C<Set::Partitions::Similarity> - Routines to measure similarity of partitions.

=head1 SYNOPSIS

  use Set::Partitions::Similarity qw(getAccuracyAndPrecision);
  use Data::Dump qw(dump);

  # set elements are Perl strings, sets are array references
  # partitions are nested arrays.
  dump getAccuracyAndPrecision ([[qw(a b)],[1,2]], [[qw(a b 1)],[2]]);
  # dumps:
  # ("0.5", "0.25")

  # a partition is equivalent to itself, even the empty partition.
  dump getAccuracyAndPrecision ([[1,2], [3,4]], [[2,1], [4,3]]);
  dump getAccuracyAndPrecision ([], []);
  # dumps:
  # (1, 1)
  # (1, 1)

  # accuracy and precision are symmetric functions.
  my ($p, $q) = ([[1,2,3], [4]], [[1], [2,3,4]]);
  dump getAccuracyAndPrecision ($p, $q);
  dump getAccuracyAndPrecision ($q, $p);
  # dumps:
  # ("0.333333333333333", "0.2")
  # ("0.333333333333333", "0.2")

  # checks partitions and throws an exception.
  eval { getAccuracyAndPrecision ([[1]], [[1,2]], 1); };
  warn $@ if $@;
  # dumps:
  # partitions are invalid, they have different set elements.

=head1 DESCRIPTION

A partition of a set is a collection of mutually disjoint subsets of the set
whose union is the set. C<Set::Partitions::Similarity> provides routines
that measure the I<accuracy> and I<precision> between two partitions of a set. The measures can
assess the performance of a binary clustering algorithm by comparing
the clusters the algorithm creates against the correct clusters of test data.

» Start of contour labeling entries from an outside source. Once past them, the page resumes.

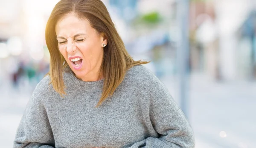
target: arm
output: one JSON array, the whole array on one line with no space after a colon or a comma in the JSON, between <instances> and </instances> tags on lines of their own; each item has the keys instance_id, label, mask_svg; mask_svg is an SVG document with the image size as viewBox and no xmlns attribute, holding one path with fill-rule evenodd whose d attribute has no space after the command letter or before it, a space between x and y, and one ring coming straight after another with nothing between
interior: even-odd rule
<instances>
[{"instance_id":1,"label":"arm","mask_svg":"<svg viewBox=\"0 0 256 148\"><path fill-rule=\"evenodd\" d=\"M13 148L52 148L54 139L44 107L43 90L36 87L17 131Z\"/></svg>"},{"instance_id":2,"label":"arm","mask_svg":"<svg viewBox=\"0 0 256 148\"><path fill-rule=\"evenodd\" d=\"M161 82L153 86L148 96L149 113L159 137L148 137L129 148L194 148L193 131L183 113Z\"/></svg>"}]
</instances>

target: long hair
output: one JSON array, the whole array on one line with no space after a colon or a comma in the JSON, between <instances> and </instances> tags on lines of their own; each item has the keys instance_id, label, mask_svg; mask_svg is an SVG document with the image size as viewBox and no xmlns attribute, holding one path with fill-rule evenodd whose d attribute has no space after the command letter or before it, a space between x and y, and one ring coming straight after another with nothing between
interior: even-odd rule
<instances>
[{"instance_id":1,"label":"long hair","mask_svg":"<svg viewBox=\"0 0 256 148\"><path fill-rule=\"evenodd\" d=\"M55 27L60 18L71 13L88 20L92 27L98 33L103 33L108 39L108 44L104 47L101 67L105 79L97 107L108 97L113 95L123 80L128 70L148 62L132 59L116 31L107 8L100 0L61 0L52 10L45 31L46 44L50 55L48 73L51 78L50 84L61 96L66 94L62 73L68 65L58 50Z\"/></svg>"}]
</instances>

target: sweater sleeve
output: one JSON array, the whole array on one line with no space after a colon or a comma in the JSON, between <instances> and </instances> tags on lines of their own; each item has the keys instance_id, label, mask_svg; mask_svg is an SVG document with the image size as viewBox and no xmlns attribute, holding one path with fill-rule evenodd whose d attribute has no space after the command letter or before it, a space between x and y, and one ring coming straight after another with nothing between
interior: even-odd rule
<instances>
[{"instance_id":1,"label":"sweater sleeve","mask_svg":"<svg viewBox=\"0 0 256 148\"><path fill-rule=\"evenodd\" d=\"M148 137L129 148L194 148L194 134L183 112L161 82L151 86L148 116L159 136Z\"/></svg>"},{"instance_id":2,"label":"sweater sleeve","mask_svg":"<svg viewBox=\"0 0 256 148\"><path fill-rule=\"evenodd\" d=\"M13 148L54 148L54 139L47 113L40 99L42 86L38 84L29 99L17 131Z\"/></svg>"}]
</instances>

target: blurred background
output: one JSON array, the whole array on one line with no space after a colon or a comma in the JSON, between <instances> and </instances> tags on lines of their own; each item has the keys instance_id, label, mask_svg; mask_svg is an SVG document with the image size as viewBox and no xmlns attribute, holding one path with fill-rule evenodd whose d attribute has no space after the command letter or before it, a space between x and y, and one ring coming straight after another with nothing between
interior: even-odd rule
<instances>
[{"instance_id":1,"label":"blurred background","mask_svg":"<svg viewBox=\"0 0 256 148\"><path fill-rule=\"evenodd\" d=\"M0 0L0 143L49 71L59 0ZM256 148L256 0L103 0L128 52L169 89L196 148Z\"/></svg>"}]
</instances>

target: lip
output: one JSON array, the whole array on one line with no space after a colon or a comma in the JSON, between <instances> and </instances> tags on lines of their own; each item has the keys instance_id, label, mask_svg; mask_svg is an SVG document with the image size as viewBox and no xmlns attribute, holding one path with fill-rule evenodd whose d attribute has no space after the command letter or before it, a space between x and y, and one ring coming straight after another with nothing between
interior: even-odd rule
<instances>
[{"instance_id":1,"label":"lip","mask_svg":"<svg viewBox=\"0 0 256 148\"><path fill-rule=\"evenodd\" d=\"M70 61L71 62L71 64L72 64L72 66L73 66L73 67L74 69L75 69L76 70L80 70L82 67L83 66L83 62L82 61L81 64L80 64L80 65L79 67L77 67L76 66L76 65L75 65L74 63L73 63L73 62L71 61L71 59L78 58L82 59L79 56L74 56L68 58L68 59L70 60Z\"/></svg>"},{"instance_id":2,"label":"lip","mask_svg":"<svg viewBox=\"0 0 256 148\"><path fill-rule=\"evenodd\" d=\"M71 61L71 59L75 59L75 58L80 58L80 59L82 59L82 58L81 58L81 56L71 56L71 57L70 57L68 58L68 59L69 59L69 60L70 60L70 62L72 62L72 61ZM73 62L72 62L72 63L73 63Z\"/></svg>"}]
</instances>

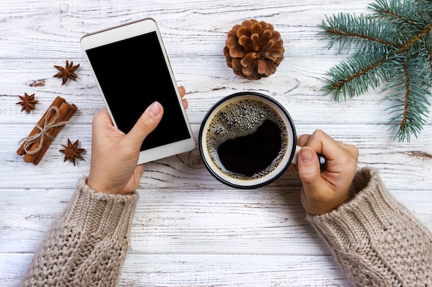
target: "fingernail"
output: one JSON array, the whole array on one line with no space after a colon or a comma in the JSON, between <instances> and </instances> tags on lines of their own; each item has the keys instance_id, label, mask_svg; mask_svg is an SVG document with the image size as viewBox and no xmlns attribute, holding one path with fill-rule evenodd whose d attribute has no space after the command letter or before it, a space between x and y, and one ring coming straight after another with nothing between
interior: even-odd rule
<instances>
[{"instance_id":1,"label":"fingernail","mask_svg":"<svg viewBox=\"0 0 432 287\"><path fill-rule=\"evenodd\" d=\"M300 151L300 154L299 155L299 158L303 163L309 163L312 162L314 156L315 156L314 151L309 149L302 149Z\"/></svg>"},{"instance_id":2,"label":"fingernail","mask_svg":"<svg viewBox=\"0 0 432 287\"><path fill-rule=\"evenodd\" d=\"M162 106L159 102L153 103L148 109L148 115L152 118L156 118L161 113Z\"/></svg>"}]
</instances>

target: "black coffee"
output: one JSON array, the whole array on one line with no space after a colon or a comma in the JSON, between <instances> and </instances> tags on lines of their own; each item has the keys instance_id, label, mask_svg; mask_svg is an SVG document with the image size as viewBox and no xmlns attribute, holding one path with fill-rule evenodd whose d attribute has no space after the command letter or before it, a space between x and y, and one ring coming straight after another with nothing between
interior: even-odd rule
<instances>
[{"instance_id":1,"label":"black coffee","mask_svg":"<svg viewBox=\"0 0 432 287\"><path fill-rule=\"evenodd\" d=\"M206 133L206 147L220 172L256 180L277 169L288 149L286 125L268 104L235 99L219 108Z\"/></svg>"},{"instance_id":2,"label":"black coffee","mask_svg":"<svg viewBox=\"0 0 432 287\"><path fill-rule=\"evenodd\" d=\"M221 163L228 171L252 176L271 164L281 150L282 143L277 125L266 120L253 134L222 143L217 153Z\"/></svg>"}]
</instances>

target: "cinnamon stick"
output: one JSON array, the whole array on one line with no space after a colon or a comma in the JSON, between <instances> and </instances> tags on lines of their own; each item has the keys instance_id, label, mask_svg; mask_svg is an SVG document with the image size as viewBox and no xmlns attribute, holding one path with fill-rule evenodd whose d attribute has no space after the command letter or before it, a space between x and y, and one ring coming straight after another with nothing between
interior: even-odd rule
<instances>
[{"instance_id":1,"label":"cinnamon stick","mask_svg":"<svg viewBox=\"0 0 432 287\"><path fill-rule=\"evenodd\" d=\"M47 123L51 123L52 120L55 120L56 115L57 115L57 120L56 120L56 123L61 123L64 121L64 118L66 116L66 114L70 109L70 106L68 103L66 102L62 103L61 105L60 105L60 107L59 107L58 114L56 113L56 111L52 111L52 114L48 115L50 116L50 120L47 120L46 123L44 123L44 125L46 124ZM41 125L41 127L43 127L43 125ZM59 127L52 127L48 129L46 131L46 133L50 136L55 136L53 135L53 133L55 133L55 130ZM27 149L28 151L35 151L39 147L41 140L42 141L42 146L41 147L40 150L37 151L36 153L26 153L24 155L24 161L27 162L33 162L33 161L35 160L37 155L39 154L39 153L42 151L42 149L44 149L44 147L46 147L46 148L48 149L50 144L51 143L51 141L48 142L49 139L50 139L50 136L46 134L43 134L41 136L40 139L33 142L32 145L29 148Z\"/></svg>"},{"instance_id":2,"label":"cinnamon stick","mask_svg":"<svg viewBox=\"0 0 432 287\"><path fill-rule=\"evenodd\" d=\"M45 112L45 114L43 114L43 116L42 116L42 117L41 118L41 119L39 120L39 121L37 123L37 125L39 127L42 127L43 126L43 123L45 123L45 118L46 118L46 115L49 112L51 107L59 107L60 105L66 102L66 100L60 97L60 96L57 96L54 101L52 102L52 103L51 104L51 105L50 106L50 107L48 107L48 109L46 110L46 111ZM41 130L37 128L36 126L33 128L33 129L32 130L32 131L30 133L30 135L28 136L33 136L35 134L37 134L37 133L39 133ZM24 150L24 145L26 145L26 142L23 142L23 144L21 145L21 147L19 147L19 149L18 149L18 150L17 151L17 153L18 153L20 156L23 156L24 153L26 153L26 151Z\"/></svg>"},{"instance_id":3,"label":"cinnamon stick","mask_svg":"<svg viewBox=\"0 0 432 287\"><path fill-rule=\"evenodd\" d=\"M71 104L69 106L69 109L68 111L66 113L64 118L60 120L60 118L59 117L59 122L60 121L66 122L66 121L69 120L70 117L73 116L73 114L75 113L75 111L77 111L77 109L78 109L78 107L75 105ZM55 138L57 136L57 134L60 132L62 127L63 126L56 127L55 130L52 132L52 134L50 133L50 134L54 138ZM42 157L43 156L46 151L48 149L48 147L50 147L51 142L52 142L52 140L54 140L54 138L46 138L45 139L45 140L46 140L46 142L44 142L43 145L42 146L42 149L41 149L39 152L36 156L36 158L35 158L35 160L33 160L33 163L35 164L38 164L40 162L41 160L42 159Z\"/></svg>"},{"instance_id":4,"label":"cinnamon stick","mask_svg":"<svg viewBox=\"0 0 432 287\"><path fill-rule=\"evenodd\" d=\"M28 138L27 142L25 141L18 149L17 153L23 155L23 160L26 162L39 164L54 138L77 109L76 105L70 105L63 98L57 96L29 135L29 138L33 136L34 138ZM26 146L32 140L35 142L30 144L30 147ZM25 147L27 148L28 152Z\"/></svg>"}]
</instances>

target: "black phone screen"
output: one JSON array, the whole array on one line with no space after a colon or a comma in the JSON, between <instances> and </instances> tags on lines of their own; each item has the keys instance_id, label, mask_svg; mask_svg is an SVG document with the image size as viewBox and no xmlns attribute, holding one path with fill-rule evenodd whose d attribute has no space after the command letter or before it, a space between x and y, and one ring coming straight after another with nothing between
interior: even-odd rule
<instances>
[{"instance_id":1,"label":"black phone screen","mask_svg":"<svg viewBox=\"0 0 432 287\"><path fill-rule=\"evenodd\" d=\"M155 32L86 52L119 129L129 132L153 102L164 107L141 151L190 138Z\"/></svg>"}]
</instances>

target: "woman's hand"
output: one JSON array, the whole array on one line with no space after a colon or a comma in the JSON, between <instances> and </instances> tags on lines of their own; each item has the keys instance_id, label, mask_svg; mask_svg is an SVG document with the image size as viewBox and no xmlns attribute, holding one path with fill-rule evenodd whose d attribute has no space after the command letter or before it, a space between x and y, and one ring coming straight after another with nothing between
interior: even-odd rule
<instances>
[{"instance_id":1,"label":"woman's hand","mask_svg":"<svg viewBox=\"0 0 432 287\"><path fill-rule=\"evenodd\" d=\"M184 87L179 87L183 98ZM187 108L188 102L182 99ZM106 109L93 118L92 156L87 184L97 191L130 193L139 184L144 165L137 165L142 142L159 123L163 107L153 103L144 112L132 129L125 134L112 125Z\"/></svg>"},{"instance_id":2,"label":"woman's hand","mask_svg":"<svg viewBox=\"0 0 432 287\"><path fill-rule=\"evenodd\" d=\"M301 197L306 211L322 214L346 202L357 170L357 147L336 141L320 130L302 135L297 139L297 145L302 147L297 169L303 183ZM317 153L327 159L322 172Z\"/></svg>"}]
</instances>

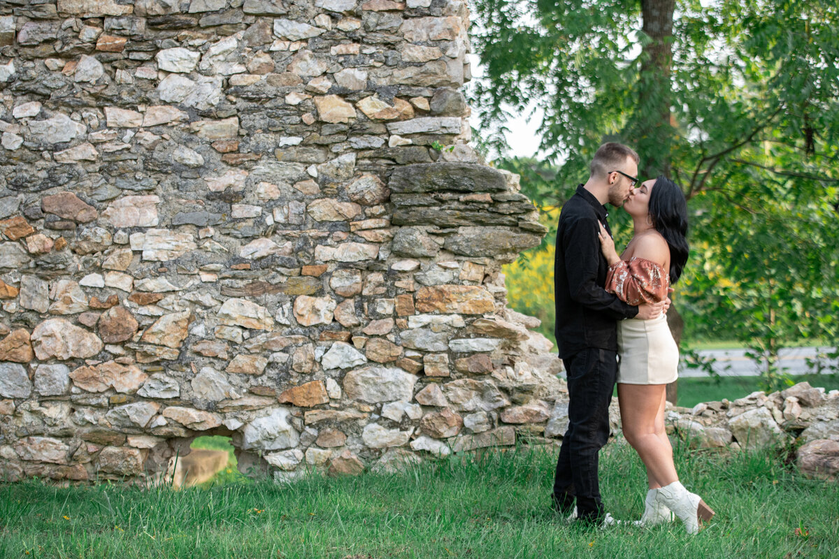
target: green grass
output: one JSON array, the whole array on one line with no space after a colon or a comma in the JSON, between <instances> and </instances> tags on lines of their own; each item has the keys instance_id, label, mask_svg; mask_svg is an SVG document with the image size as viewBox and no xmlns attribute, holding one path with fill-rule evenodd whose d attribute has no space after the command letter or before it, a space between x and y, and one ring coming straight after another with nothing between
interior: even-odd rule
<instances>
[{"instance_id":1,"label":"green grass","mask_svg":"<svg viewBox=\"0 0 839 559\"><path fill-rule=\"evenodd\" d=\"M839 389L839 374L796 375L794 383L809 382L826 391ZM679 406L693 407L701 401L719 401L722 398L737 400L755 391L763 390L759 376L685 377L679 379Z\"/></svg>"},{"instance_id":2,"label":"green grass","mask_svg":"<svg viewBox=\"0 0 839 559\"><path fill-rule=\"evenodd\" d=\"M696 536L678 524L565 524L548 507L555 460L521 448L399 474L180 492L4 484L0 557L826 559L839 549L839 484L804 479L774 452L676 448L682 481L717 512ZM608 510L638 518L646 488L635 453L610 444L601 472Z\"/></svg>"}]
</instances>

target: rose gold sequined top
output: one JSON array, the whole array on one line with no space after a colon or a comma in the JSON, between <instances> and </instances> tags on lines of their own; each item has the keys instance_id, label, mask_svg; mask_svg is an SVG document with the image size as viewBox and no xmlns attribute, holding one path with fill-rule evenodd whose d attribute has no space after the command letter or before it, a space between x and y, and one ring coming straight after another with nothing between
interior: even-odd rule
<instances>
[{"instance_id":1,"label":"rose gold sequined top","mask_svg":"<svg viewBox=\"0 0 839 559\"><path fill-rule=\"evenodd\" d=\"M609 267L606 291L630 305L659 303L667 298L670 274L655 262L633 256Z\"/></svg>"}]
</instances>

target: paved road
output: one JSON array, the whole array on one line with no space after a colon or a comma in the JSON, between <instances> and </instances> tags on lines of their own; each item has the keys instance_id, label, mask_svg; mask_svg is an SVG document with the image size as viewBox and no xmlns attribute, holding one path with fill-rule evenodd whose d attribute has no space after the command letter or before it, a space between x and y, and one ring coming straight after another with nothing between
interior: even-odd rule
<instances>
[{"instance_id":1,"label":"paved road","mask_svg":"<svg viewBox=\"0 0 839 559\"><path fill-rule=\"evenodd\" d=\"M824 351L826 348L821 348ZM790 375L804 375L816 372L807 366L807 359L813 359L817 348L787 348L779 354L779 365ZM760 374L758 364L745 355L745 349L708 349L700 351L704 359L714 359L714 370L721 376L756 376ZM833 371L839 370L836 360L828 363ZM831 371L832 372L832 371ZM680 376L706 376L701 369L685 366L684 360L679 367Z\"/></svg>"}]
</instances>

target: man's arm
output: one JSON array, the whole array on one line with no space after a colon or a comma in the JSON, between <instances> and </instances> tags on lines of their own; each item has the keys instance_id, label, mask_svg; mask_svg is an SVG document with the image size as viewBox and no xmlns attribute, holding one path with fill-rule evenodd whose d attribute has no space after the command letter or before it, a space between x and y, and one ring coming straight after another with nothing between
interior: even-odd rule
<instances>
[{"instance_id":1,"label":"man's arm","mask_svg":"<svg viewBox=\"0 0 839 559\"><path fill-rule=\"evenodd\" d=\"M584 307L606 313L615 320L632 318L638 314L638 307L623 303L617 295L597 285L598 229L596 219L578 219L566 224L562 248L571 298Z\"/></svg>"}]
</instances>

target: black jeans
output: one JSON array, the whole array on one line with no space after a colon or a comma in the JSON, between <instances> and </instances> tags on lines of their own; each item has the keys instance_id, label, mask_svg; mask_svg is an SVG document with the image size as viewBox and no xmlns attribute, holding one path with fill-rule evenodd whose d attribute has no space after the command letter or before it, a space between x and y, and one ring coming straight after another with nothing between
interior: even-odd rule
<instances>
[{"instance_id":1,"label":"black jeans","mask_svg":"<svg viewBox=\"0 0 839 559\"><path fill-rule=\"evenodd\" d=\"M568 430L554 479L554 507L569 514L576 498L581 520L603 516L597 479L598 453L609 438L609 402L618 375L616 351L586 348L563 360L568 377Z\"/></svg>"}]
</instances>

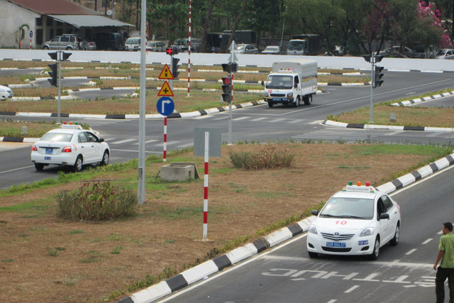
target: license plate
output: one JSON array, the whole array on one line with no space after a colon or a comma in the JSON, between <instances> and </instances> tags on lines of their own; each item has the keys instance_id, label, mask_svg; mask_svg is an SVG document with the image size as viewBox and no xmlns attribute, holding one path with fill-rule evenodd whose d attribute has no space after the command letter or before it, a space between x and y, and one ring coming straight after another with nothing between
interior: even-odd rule
<instances>
[{"instance_id":1,"label":"license plate","mask_svg":"<svg viewBox=\"0 0 454 303\"><path fill-rule=\"evenodd\" d=\"M328 247L345 247L344 242L326 242Z\"/></svg>"}]
</instances>

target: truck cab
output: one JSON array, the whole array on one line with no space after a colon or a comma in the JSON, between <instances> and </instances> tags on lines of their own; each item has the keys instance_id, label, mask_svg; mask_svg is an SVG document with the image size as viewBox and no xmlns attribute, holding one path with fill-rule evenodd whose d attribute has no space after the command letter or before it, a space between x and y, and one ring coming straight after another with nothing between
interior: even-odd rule
<instances>
[{"instance_id":1,"label":"truck cab","mask_svg":"<svg viewBox=\"0 0 454 303\"><path fill-rule=\"evenodd\" d=\"M273 63L265 85L264 100L270 107L282 104L297 107L312 103L317 91L317 62L294 60Z\"/></svg>"}]
</instances>

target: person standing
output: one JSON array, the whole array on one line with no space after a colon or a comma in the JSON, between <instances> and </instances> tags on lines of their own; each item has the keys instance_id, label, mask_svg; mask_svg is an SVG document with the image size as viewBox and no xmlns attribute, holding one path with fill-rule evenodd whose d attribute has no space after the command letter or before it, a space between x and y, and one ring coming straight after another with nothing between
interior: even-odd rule
<instances>
[{"instance_id":1,"label":"person standing","mask_svg":"<svg viewBox=\"0 0 454 303\"><path fill-rule=\"evenodd\" d=\"M440 238L438 244L438 255L433 265L433 269L437 270L435 278L435 292L437 303L445 302L445 281L448 279L449 287L449 303L454 303L454 235L453 234L453 224L446 222L443 224L441 228L443 236ZM437 270L438 262L441 260Z\"/></svg>"}]
</instances>

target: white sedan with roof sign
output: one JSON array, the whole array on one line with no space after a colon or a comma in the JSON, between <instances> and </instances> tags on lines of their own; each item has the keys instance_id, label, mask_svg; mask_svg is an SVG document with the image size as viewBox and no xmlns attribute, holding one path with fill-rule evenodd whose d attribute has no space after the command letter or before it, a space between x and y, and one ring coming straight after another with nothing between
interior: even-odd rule
<instances>
[{"instance_id":1,"label":"white sedan with roof sign","mask_svg":"<svg viewBox=\"0 0 454 303\"><path fill-rule=\"evenodd\" d=\"M307 234L311 258L323 253L364 255L376 260L382 246L399 243L399 204L368 182L366 186L350 182L312 214L317 218Z\"/></svg>"},{"instance_id":2,"label":"white sedan with roof sign","mask_svg":"<svg viewBox=\"0 0 454 303\"><path fill-rule=\"evenodd\" d=\"M109 144L104 139L79 125L63 124L49 131L31 148L31 161L37 170L55 164L78 172L83 165L106 165L110 155Z\"/></svg>"}]
</instances>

=head2 Accuracy and Precision

Let C<S> be a set of C<n> elements and let C<P> be a partition of C<S>. Let C<T(S)>
be the set of all sets of two distinct elements of C<S>; so C<T(S)> has C<n*(n-1)/2> sets.
The partition C<P> uniquely defines a partitioning of C<T(S)> into two sets, C<C(P)> and C<D(P)> where
C<C(P)> is the set of all pairs in C<T(S)> such that both elements of a pair
occur in the same set in C<P>, and define C<D(P)> as C<T(S)-C(P)>, the complement.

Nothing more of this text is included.